The EFF on Thursday unveiled the grand plan that is being used to remove President Cyril Ramaphosa from office this year!
First, the party planned to approach the courts to compel parliament to conduct an investigation into Ramaphosa’s alleged involvement in the cover-up of about R69m stolen from his Phala Phala farm two years ago.
This according to red beret leader Julius Malema, who said this forms part of building a solid case of an impeachment against the president.
Addressing the media on Thursday, Malema announced the party was also in talks with several “progressive” organisations on planning a national shutdown that seeks to remove Ramaphosa from office.
Malema says the national shutdown, the date of which has not been set, will not be an ordinary one.
“The nature and character of the national shutdown which the EFF will partake in will not be a candle holding and white flags type of shutdown. It will be a shutdown that will communicate that enough is enough. We cannot fold our arms and do nothing when our country is being sold to the dogs,” he said.
The shutdown will also seek to call for an end to load-shedding, the reduction of fuel prices, dissolution of the Eskom board amid load-shedding, the end to privatisation on state-owned entities and removal of police minister Bheki Cele amid rampant crime.
Malema admitted it will not be easy to unseat Ramaphosa and for this reason, he said the party would do things differently and approach all political parties represented in parliament including the DA and ANC.
To have the motion of no confidence pass, the party would need 201 votes.
“We are confident that the ANC people will accept that the motion of no-confidence must be put on the president if he does not step down.”
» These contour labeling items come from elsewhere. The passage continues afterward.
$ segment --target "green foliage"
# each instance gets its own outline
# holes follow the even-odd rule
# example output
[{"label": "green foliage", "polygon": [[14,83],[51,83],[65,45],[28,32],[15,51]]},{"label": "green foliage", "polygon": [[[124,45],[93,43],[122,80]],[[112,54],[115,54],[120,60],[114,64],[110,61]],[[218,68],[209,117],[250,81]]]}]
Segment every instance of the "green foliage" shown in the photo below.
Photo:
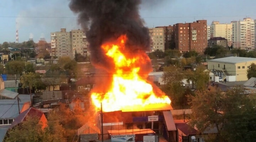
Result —
[{"label": "green foliage", "polygon": [[247,70],[247,78],[249,79],[251,78],[256,78],[256,64],[252,63],[250,65],[250,67]]},{"label": "green foliage", "polygon": [[175,108],[182,107],[184,104],[184,88],[181,85],[184,76],[182,73],[181,69],[176,66],[164,68],[162,78],[165,85],[163,91],[170,97],[172,105]]},{"label": "green foliage", "polygon": [[35,68],[33,63],[26,62],[25,64],[25,72],[35,72]]},{"label": "green foliage", "polygon": [[[207,141],[253,141],[256,134],[255,102],[244,93],[241,87],[226,93],[218,88],[197,91],[190,96],[193,113],[190,124],[199,133],[216,128]],[[211,140],[211,141],[210,141]]]},{"label": "green foliage", "polygon": [[165,57],[165,53],[159,49],[148,54],[148,57],[151,59],[163,59]]},{"label": "green foliage", "polygon": [[170,58],[179,58],[181,55],[181,54],[178,50],[168,49],[165,51],[165,56],[168,56]]},{"label": "green foliage", "polygon": [[222,46],[214,45],[212,48],[207,47],[204,51],[204,54],[219,58],[227,57],[229,51],[228,49]]},{"label": "green foliage", "polygon": [[184,58],[191,58],[192,57],[197,57],[198,53],[195,50],[192,50],[189,52],[186,52],[183,54],[183,56]]},{"label": "green foliage", "polygon": [[8,47],[9,47],[9,43],[8,43],[8,42],[4,42],[3,43],[3,44],[2,44],[2,48],[3,49],[6,49],[8,48]]},{"label": "green foliage", "polygon": [[5,64],[5,70],[8,74],[21,75],[25,69],[25,62],[22,61],[10,61]]},{"label": "green foliage", "polygon": [[5,72],[5,70],[4,65],[2,64],[0,64],[0,75],[4,74]]}]

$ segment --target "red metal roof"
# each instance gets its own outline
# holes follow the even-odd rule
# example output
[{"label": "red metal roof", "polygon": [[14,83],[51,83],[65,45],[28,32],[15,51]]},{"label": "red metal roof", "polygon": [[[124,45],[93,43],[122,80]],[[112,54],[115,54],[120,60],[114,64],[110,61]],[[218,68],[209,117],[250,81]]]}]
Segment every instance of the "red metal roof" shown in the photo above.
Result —
[{"label": "red metal roof", "polygon": [[173,117],[170,111],[163,112],[165,120],[168,131],[174,131],[177,130],[175,124],[173,120]]}]

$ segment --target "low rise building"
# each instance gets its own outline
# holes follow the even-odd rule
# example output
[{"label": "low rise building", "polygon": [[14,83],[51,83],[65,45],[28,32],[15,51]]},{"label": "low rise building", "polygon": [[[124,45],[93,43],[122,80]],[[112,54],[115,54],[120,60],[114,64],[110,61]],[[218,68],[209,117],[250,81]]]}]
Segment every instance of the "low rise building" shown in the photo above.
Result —
[{"label": "low rise building", "polygon": [[227,40],[221,37],[212,38],[208,40],[208,47],[212,48],[215,45],[219,45],[225,48],[228,46]]},{"label": "low rise building", "polygon": [[247,70],[256,58],[231,57],[209,60],[208,69],[227,81],[246,81]]}]

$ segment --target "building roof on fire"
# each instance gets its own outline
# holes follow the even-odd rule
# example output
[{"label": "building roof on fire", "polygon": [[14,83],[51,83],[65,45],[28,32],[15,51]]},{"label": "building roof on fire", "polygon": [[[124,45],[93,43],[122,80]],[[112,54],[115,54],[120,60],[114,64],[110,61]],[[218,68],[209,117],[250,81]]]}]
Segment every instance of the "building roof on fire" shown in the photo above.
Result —
[{"label": "building roof on fire", "polygon": [[150,129],[125,129],[119,130],[108,130],[108,132],[110,135],[129,135],[130,134],[154,134],[156,133]]}]

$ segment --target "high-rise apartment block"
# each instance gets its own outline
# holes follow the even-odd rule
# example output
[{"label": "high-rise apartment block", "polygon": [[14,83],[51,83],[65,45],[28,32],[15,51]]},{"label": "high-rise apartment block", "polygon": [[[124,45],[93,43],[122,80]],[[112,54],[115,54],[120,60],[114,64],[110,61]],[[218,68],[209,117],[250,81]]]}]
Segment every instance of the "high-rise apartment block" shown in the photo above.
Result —
[{"label": "high-rise apartment block", "polygon": [[254,49],[255,45],[254,21],[250,18],[246,18],[243,21],[233,21],[232,23],[233,47],[244,50]]},{"label": "high-rise apartment block", "polygon": [[164,29],[163,28],[150,28],[149,34],[151,38],[151,46],[152,49],[151,52],[158,49],[165,51],[165,37]]},{"label": "high-rise apartment block", "polygon": [[174,48],[175,47],[172,47],[173,34],[173,27],[169,25],[168,26],[157,27],[156,28],[163,28],[165,37],[165,50]]},{"label": "high-rise apartment block", "polygon": [[72,56],[75,57],[77,54],[83,54],[83,36],[85,36],[84,31],[82,30],[73,30],[71,31],[72,38]]},{"label": "high-rise apartment block", "polygon": [[211,39],[211,26],[207,26],[207,40]]},{"label": "high-rise apartment block", "polygon": [[207,46],[207,23],[203,20],[174,25],[176,49],[181,52],[195,50],[203,53]]},{"label": "high-rise apartment block", "polygon": [[227,40],[228,46],[232,45],[232,24],[220,24],[219,21],[213,21],[210,28],[210,37],[221,37]]},{"label": "high-rise apartment block", "polygon": [[71,36],[70,33],[65,28],[61,29],[60,32],[51,33],[52,56],[56,58],[63,56],[72,57]]},{"label": "high-rise apartment block", "polygon": [[69,56],[71,59],[75,58],[77,54],[84,55],[83,36],[84,31],[81,30],[72,30],[67,32],[66,29],[61,29],[60,32],[51,33],[51,55],[56,58],[63,56]]}]

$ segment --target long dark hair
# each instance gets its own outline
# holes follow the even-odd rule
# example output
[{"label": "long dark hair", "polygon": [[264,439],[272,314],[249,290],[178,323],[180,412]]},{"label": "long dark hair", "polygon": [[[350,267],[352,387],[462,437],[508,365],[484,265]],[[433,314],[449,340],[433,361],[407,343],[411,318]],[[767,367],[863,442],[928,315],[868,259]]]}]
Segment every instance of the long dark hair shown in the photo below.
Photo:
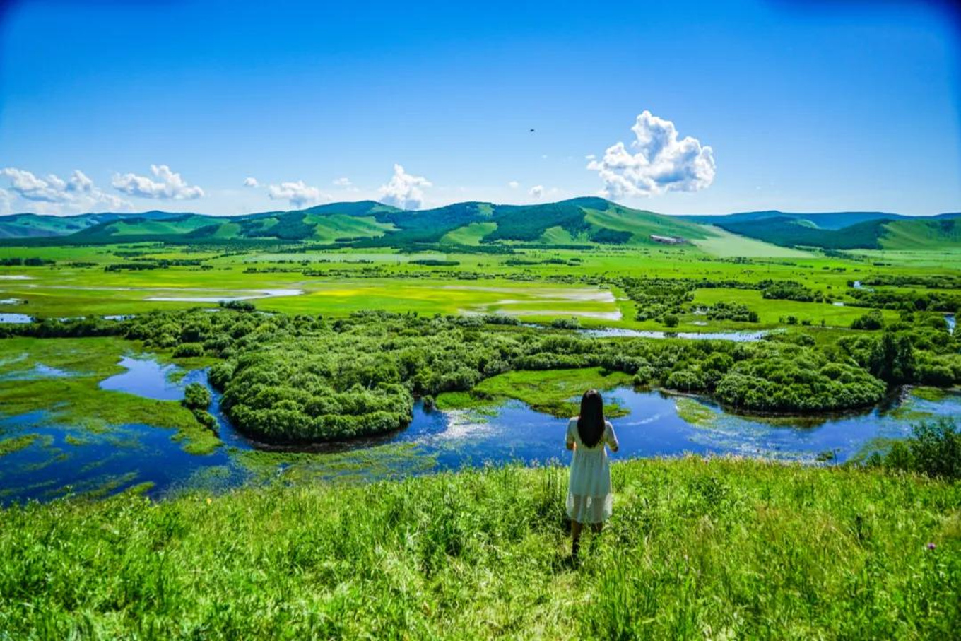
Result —
[{"label": "long dark hair", "polygon": [[580,415],[578,416],[580,442],[589,448],[597,445],[604,435],[604,399],[598,390],[588,389],[580,399]]}]

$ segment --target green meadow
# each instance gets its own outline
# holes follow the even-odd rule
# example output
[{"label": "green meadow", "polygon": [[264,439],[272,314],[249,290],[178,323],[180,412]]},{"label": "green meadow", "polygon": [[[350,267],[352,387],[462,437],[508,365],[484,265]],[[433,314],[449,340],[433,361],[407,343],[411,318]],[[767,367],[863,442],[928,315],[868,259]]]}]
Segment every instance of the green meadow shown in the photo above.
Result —
[{"label": "green meadow", "polygon": [[7,638],[946,639],[961,492],[752,460],[613,466],[570,561],[566,471],[135,494],[0,511]]}]

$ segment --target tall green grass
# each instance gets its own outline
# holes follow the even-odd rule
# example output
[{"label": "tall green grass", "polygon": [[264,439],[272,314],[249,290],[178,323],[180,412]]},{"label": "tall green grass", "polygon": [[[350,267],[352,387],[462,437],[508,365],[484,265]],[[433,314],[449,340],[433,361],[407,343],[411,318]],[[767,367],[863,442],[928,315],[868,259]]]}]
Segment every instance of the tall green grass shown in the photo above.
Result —
[{"label": "tall green grass", "polygon": [[961,629],[957,483],[695,457],[617,463],[613,480],[614,516],[579,567],[558,467],[11,507],[0,639]]}]

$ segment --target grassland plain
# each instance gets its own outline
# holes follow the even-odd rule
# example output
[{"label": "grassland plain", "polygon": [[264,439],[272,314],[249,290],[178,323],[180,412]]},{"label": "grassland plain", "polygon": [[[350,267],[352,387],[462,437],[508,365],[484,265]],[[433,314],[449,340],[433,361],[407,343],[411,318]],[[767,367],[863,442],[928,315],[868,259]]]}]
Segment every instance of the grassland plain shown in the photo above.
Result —
[{"label": "grassland plain", "polygon": [[[256,300],[263,310],[290,313],[343,315],[364,308],[421,313],[499,311],[535,322],[573,315],[587,326],[662,330],[654,319],[635,320],[633,302],[622,296],[612,283],[619,276],[633,276],[745,284],[796,281],[820,292],[831,304],[761,300],[756,291],[712,288],[696,290],[696,302],[745,303],[760,316],[753,329],[777,327],[788,316],[816,325],[825,321],[828,326],[848,327],[863,313],[850,308],[853,300],[849,282],[884,274],[931,274],[924,257],[912,255],[910,260],[896,257],[893,260],[897,262],[889,264],[883,253],[868,262],[824,256],[719,259],[694,247],[519,250],[517,255],[505,256],[436,251],[398,254],[390,250],[217,254],[197,249],[157,243],[0,247],[0,258],[36,256],[57,261],[53,267],[0,267],[0,312],[40,317],[129,314],[245,297]],[[126,253],[137,254],[136,258],[144,260],[200,260],[202,264],[104,271],[127,260],[122,258]],[[457,264],[438,267],[416,264],[417,260]],[[956,260],[941,261],[936,271],[956,273],[958,266]],[[613,293],[613,300],[591,300],[561,291],[599,285]],[[276,294],[284,295],[272,296]],[[710,332],[744,326],[681,314],[677,329]]]},{"label": "grassland plain", "polygon": [[563,468],[0,512],[4,638],[950,638],[961,491],[859,469],[613,465],[567,556]]}]

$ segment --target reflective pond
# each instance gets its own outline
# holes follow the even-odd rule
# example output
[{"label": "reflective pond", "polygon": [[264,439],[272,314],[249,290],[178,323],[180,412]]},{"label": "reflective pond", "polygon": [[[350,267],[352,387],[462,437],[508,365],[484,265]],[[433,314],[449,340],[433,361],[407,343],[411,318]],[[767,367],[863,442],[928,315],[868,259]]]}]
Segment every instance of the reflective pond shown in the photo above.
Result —
[{"label": "reflective pond", "polygon": [[[124,357],[121,364],[127,371],[105,379],[102,388],[177,401],[186,384],[208,385],[206,370],[185,372],[147,357]],[[37,366],[29,376],[70,373]],[[209,455],[188,454],[173,439],[173,430],[149,425],[123,425],[93,433],[71,426],[36,427],[37,415],[0,421],[3,438],[37,434],[28,447],[0,456],[0,503],[50,500],[68,493],[101,496],[141,483],[150,483],[145,489],[148,496],[162,498],[201,485],[211,488],[211,479],[214,489],[228,488],[275,477],[294,464],[323,463],[345,454],[366,455],[392,447],[407,448],[425,461],[416,473],[570,459],[563,446],[565,418],[534,411],[518,401],[483,410],[451,411],[428,409],[418,402],[406,430],[380,438],[318,446],[313,454],[267,455],[267,463],[259,465],[254,475],[249,457],[266,453],[254,451],[254,445],[233,429],[220,412],[219,394],[211,390],[211,395],[209,411],[217,419],[223,446]],[[604,398],[628,412],[612,421],[621,441],[615,459],[691,453],[815,463],[819,455],[830,452],[834,460],[843,462],[875,439],[907,435],[911,424],[921,418],[961,416],[961,395],[956,393],[931,401],[905,392],[883,407],[860,413],[777,419],[731,414],[703,399],[658,390],[619,387],[604,392]],[[696,417],[693,422],[685,420],[692,416]],[[382,474],[374,468],[366,472],[365,478]]]}]

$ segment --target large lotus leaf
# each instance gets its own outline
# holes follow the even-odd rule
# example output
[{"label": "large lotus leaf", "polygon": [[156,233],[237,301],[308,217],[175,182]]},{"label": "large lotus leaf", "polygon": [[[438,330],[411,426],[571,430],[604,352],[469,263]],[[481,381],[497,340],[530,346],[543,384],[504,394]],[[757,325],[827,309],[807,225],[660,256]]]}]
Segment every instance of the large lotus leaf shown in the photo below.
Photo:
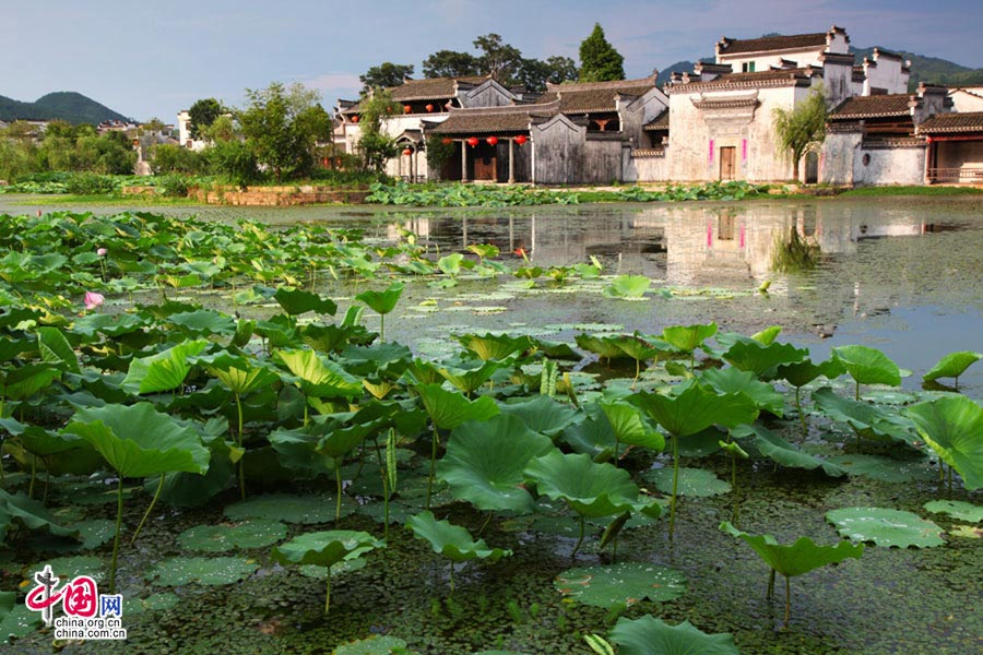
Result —
[{"label": "large lotus leaf", "polygon": [[602,293],[608,298],[642,298],[651,285],[644,275],[618,275]]},{"label": "large lotus leaf", "polygon": [[235,318],[220,313],[214,309],[197,309],[170,314],[167,319],[183,332],[194,336],[208,336],[210,334],[235,334]]},{"label": "large lotus leaf", "polygon": [[601,359],[629,359],[628,354],[619,348],[618,344],[608,336],[580,333],[573,338],[578,346],[588,353],[593,353]]},{"label": "large lotus leaf", "polygon": [[932,548],[945,544],[939,526],[902,510],[844,508],[830,510],[826,520],[837,526],[840,535],[877,546]]},{"label": "large lotus leaf", "polygon": [[707,634],[689,621],[670,626],[647,615],[640,619],[621,617],[611,631],[619,655],[739,655],[730,632]]},{"label": "large lotus leaf", "polygon": [[437,475],[454,498],[479,510],[526,512],[533,499],[522,487],[522,472],[530,460],[552,448],[548,437],[533,432],[516,416],[467,421],[451,432]]},{"label": "large lotus leaf", "polygon": [[966,396],[945,396],[913,405],[908,415],[968,490],[983,487],[983,407]]},{"label": "large lotus leaf", "polygon": [[287,523],[329,523],[334,521],[334,500],[328,496],[253,496],[226,505],[224,514],[233,521],[270,519]]},{"label": "large lotus leaf", "polygon": [[235,584],[259,564],[237,557],[170,557],[147,568],[145,577],[159,586]]},{"label": "large lotus leaf", "polygon": [[484,539],[474,540],[471,533],[460,525],[451,525],[448,521],[437,521],[433,512],[416,514],[406,522],[417,538],[430,543],[437,552],[452,562],[465,562],[472,559],[497,561],[512,555],[511,550],[489,548]]},{"label": "large lotus leaf", "polygon": [[327,398],[362,395],[360,380],[313,350],[280,350],[276,358],[297,378],[297,386],[306,396]]},{"label": "large lotus leaf", "polygon": [[264,366],[256,366],[246,357],[221,353],[214,357],[200,357],[210,376],[214,376],[226,389],[244,396],[276,382],[280,377]]},{"label": "large lotus leaf", "polygon": [[832,420],[849,425],[861,437],[900,441],[912,448],[917,445],[912,422],[895,412],[843,397],[829,386],[814,391],[813,402],[822,414]]},{"label": "large lotus leaf", "polygon": [[178,535],[178,544],[189,550],[225,552],[239,548],[262,548],[286,537],[286,525],[270,519],[239,524],[197,525]]},{"label": "large lotus leaf", "polygon": [[718,394],[700,384],[684,384],[673,395],[639,392],[631,402],[677,437],[696,434],[710,426],[729,428],[751,424],[758,417],[754,402],[744,394]]},{"label": "large lotus leaf", "polygon": [[983,507],[961,500],[932,500],[925,503],[925,509],[933,513],[948,514],[960,521],[980,523],[983,521]]},{"label": "large lotus leaf", "polygon": [[188,359],[199,355],[208,345],[209,342],[203,338],[186,341],[150,357],[133,359],[122,385],[137,393],[177,389],[191,370]]},{"label": "large lotus leaf", "polygon": [[686,592],[686,577],[678,571],[638,562],[568,569],[553,581],[565,598],[594,607],[631,606],[644,598],[656,603],[675,600]]},{"label": "large lotus leaf", "polygon": [[502,360],[516,353],[528,350],[533,343],[529,336],[510,336],[508,334],[487,333],[484,336],[477,334],[461,334],[454,336],[458,342],[477,355],[478,359]]},{"label": "large lotus leaf", "polygon": [[709,325],[673,325],[662,331],[662,341],[684,353],[692,353],[716,334],[716,323]]},{"label": "large lotus leaf", "polygon": [[60,365],[73,373],[82,372],[75,350],[58,327],[37,329],[37,350],[40,353],[42,360],[48,364]]},{"label": "large lotus leaf", "polygon": [[774,386],[758,380],[751,371],[738,370],[734,367],[724,369],[710,369],[700,376],[718,393],[743,393],[758,409],[767,409],[774,416],[781,417],[785,408],[785,398],[774,390]]},{"label": "large lotus leaf", "polygon": [[366,639],[341,644],[331,652],[331,655],[395,655],[407,653],[405,648],[406,642],[398,636],[374,634]]},{"label": "large lotus leaf", "polygon": [[307,313],[308,311],[333,317],[334,312],[337,311],[337,305],[330,298],[322,298],[317,294],[300,289],[280,287],[273,294],[273,299],[280,303],[283,311],[292,317]]},{"label": "large lotus leaf", "polygon": [[782,365],[778,368],[774,377],[779,380],[787,380],[792,386],[805,386],[819,376],[834,380],[845,372],[846,368],[843,362],[836,357],[830,357],[819,364],[804,359],[795,364]]},{"label": "large lotus leaf", "polygon": [[453,430],[465,420],[485,420],[498,414],[498,405],[488,396],[469,401],[463,394],[445,391],[439,384],[422,384],[415,391],[430,420],[441,430]]},{"label": "large lotus leaf", "polygon": [[600,405],[619,442],[654,451],[665,448],[665,438],[646,424],[638,407],[621,401],[601,402]]},{"label": "large lotus leaf", "polygon": [[358,557],[384,546],[386,541],[366,532],[329,529],[298,535],[273,548],[272,558],[281,564],[331,567],[348,557]]},{"label": "large lotus leaf", "polygon": [[[691,498],[720,496],[731,490],[731,484],[716,477],[712,471],[704,468],[679,467],[679,479],[676,493]],[[663,493],[673,492],[673,469],[656,468],[646,474],[646,479],[655,485]]]},{"label": "large lotus leaf", "polygon": [[640,502],[638,487],[628,472],[611,464],[596,464],[583,454],[565,455],[554,450],[529,463],[524,473],[536,489],[553,500],[565,500],[583,516],[612,516],[640,510],[658,516],[658,504]]},{"label": "large lotus leaf", "polygon": [[150,403],[81,409],[63,431],[85,439],[125,477],[209,469],[211,451],[199,433]]},{"label": "large lotus leaf", "polygon": [[769,379],[777,367],[802,361],[808,356],[806,348],[796,348],[792,344],[766,345],[754,338],[742,338],[723,354],[724,360],[735,368]]},{"label": "large lotus leaf", "polygon": [[556,437],[570,424],[580,418],[580,414],[570,405],[565,405],[548,395],[535,395],[531,400],[499,405],[498,409],[509,416],[518,416],[525,426],[540,434]]},{"label": "large lotus leaf", "polygon": [[813,569],[834,564],[846,558],[860,559],[864,552],[863,544],[840,541],[836,546],[820,546],[808,537],[800,537],[794,544],[783,546],[771,535],[751,535],[741,532],[727,521],[720,524],[720,529],[747,541],[747,545],[754,548],[766,564],[787,577],[802,575]]},{"label": "large lotus leaf", "polygon": [[966,372],[970,366],[983,359],[983,353],[973,353],[972,350],[962,350],[960,353],[949,353],[938,360],[932,370],[922,378],[925,382],[934,382],[939,378],[959,378]]},{"label": "large lotus leaf", "polygon": [[45,531],[56,537],[79,538],[79,531],[69,529],[56,523],[44,504],[27,498],[24,493],[9,493],[0,489],[0,543],[14,522],[31,531]]},{"label": "large lotus leaf", "polygon": [[798,446],[785,441],[768,428],[754,426],[750,431],[755,436],[758,450],[766,457],[770,457],[790,468],[805,468],[813,471],[822,467],[826,475],[840,477],[846,475],[846,469],[828,460],[822,460],[809,453],[803,452]]},{"label": "large lotus leaf", "polygon": [[593,416],[569,426],[560,436],[560,441],[573,452],[590,455],[595,462],[609,460],[617,445],[611,422],[606,418]]},{"label": "large lotus leaf", "polygon": [[402,294],[403,283],[393,282],[386,288],[386,290],[362,291],[360,294],[355,296],[355,299],[360,302],[365,302],[376,313],[388,314],[393,309],[395,309],[395,306],[400,301],[400,296]]},{"label": "large lotus leaf", "polygon": [[840,346],[833,356],[843,362],[850,377],[860,384],[901,384],[901,369],[890,357],[867,346]]}]

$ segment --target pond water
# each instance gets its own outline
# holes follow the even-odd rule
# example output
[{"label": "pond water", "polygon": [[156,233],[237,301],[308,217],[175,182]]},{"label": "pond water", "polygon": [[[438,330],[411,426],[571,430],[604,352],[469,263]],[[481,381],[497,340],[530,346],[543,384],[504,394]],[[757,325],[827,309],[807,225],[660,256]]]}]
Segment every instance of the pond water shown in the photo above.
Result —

Malema has publicly said he would never vote with the DA on any issue. Asked if he did not think approaching it would not be futile exercise given their strained relations, he responded: “If the DA decides to vote against the motion of no-confidence, then the people of SA must decide what they want, but we are not going to fold our arms when we see open violation of the laws because we think we won’t get sufficient support, history will absolve us.”
Malema slammed National Assembly speaker Nosiviwe Mapisa-Nqakula’s refusal to set up an ad hoc committee to probe the Phala Phala matter — he described the rejection as defence of corruption.
The request, according to him, is justified as was the case into parliament’s probe into former Jacob Zuma’s Nkandla home.
“It was a parliamentary committee that went to Nkandla when we were shown the fire pool. We are not asking for something that has not been done before. We want to go to Phala Phala. We cannot hold the president to account properly if we don’t know what the bed looks like. We want to go to Phala Phala to check if those couches can hide money. There must be an inquiry.”
The president is yet to publicly explain his involvement in the theft. However, he is due to appear before the ANC’s integrity commission.
Malema, however, claims he has done so and admitted guilt.
“Ramaphosa has confessed to his caucus, his own faction, that he’s got no defence on the money, that the money was illegal and therefore he must step-down. It is alleged others said he must not resign they will defend him,” Malema said.
Spokesperson for the ANC caucus in parliament Pemmy Majodina could not be reached for comment on the claims made by Malema at the time of publishing.
Malema further charged Ramaphosa had no reason not to answer because he has not been charged and could not hide behind the matter being in court (sub judice).
“The president has got no answer and has made that confession and there is a faction that feels that if he leaves, they are going to be a collateral damage.”